The data center gold rush is still in its early stages, with the market facing a squeeze in power availability, according to BTIG. As companies struggle to connect new power plants to the grid, there is a bottleneck in meeting energy demand, with the process taking nearly five years on average. This has created an opportunity for companies that can provide on-site solutions to bypass the interconnection line. BTIG recommends investing in Bloom Energy, Core Scientific, and FTAI Infrastructure as ways to benefit from the power shortage theme, with price targets raised for all three companies.

Bloom Energy, which can provide energy through on-site fuel cells running on natural gas or hydrogen, recently signed a contract with Intel to power a data center in California. BTIG’s price target suggests a 34% upside potential for the stock. Core Scientific, a Bitcoin miner diversifying into data centers, signed a deal to supply 200 megawatts of power to CoreWeave. The new price target from BTIG calls for nearly 40% upside for the company. FTAI Infrastructure, an infrastructure company that operates natural gas assets, is expected to see a 42% increase in its stock price, according to BTIG.

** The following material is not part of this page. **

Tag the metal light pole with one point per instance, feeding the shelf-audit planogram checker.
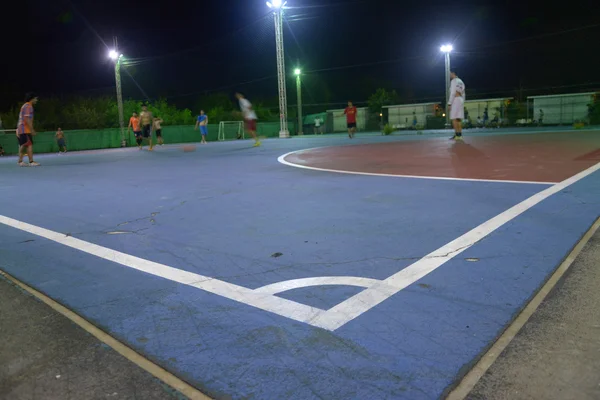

Overall, the power shortage in the data center market is creating opportunities for companies that can provide swift energy solutions. As the demand for data centers continues to grow, the need for reliable and efficient power sources becomes crucial. Investing in companies like Bloom Energy, Core Scientific, and FTAI Infrastructure could offer investors a way to benefit from this trend. With the data center market still in its early stages, there is potential for significant growth in the coming years for companies that can provide innovative power solutions.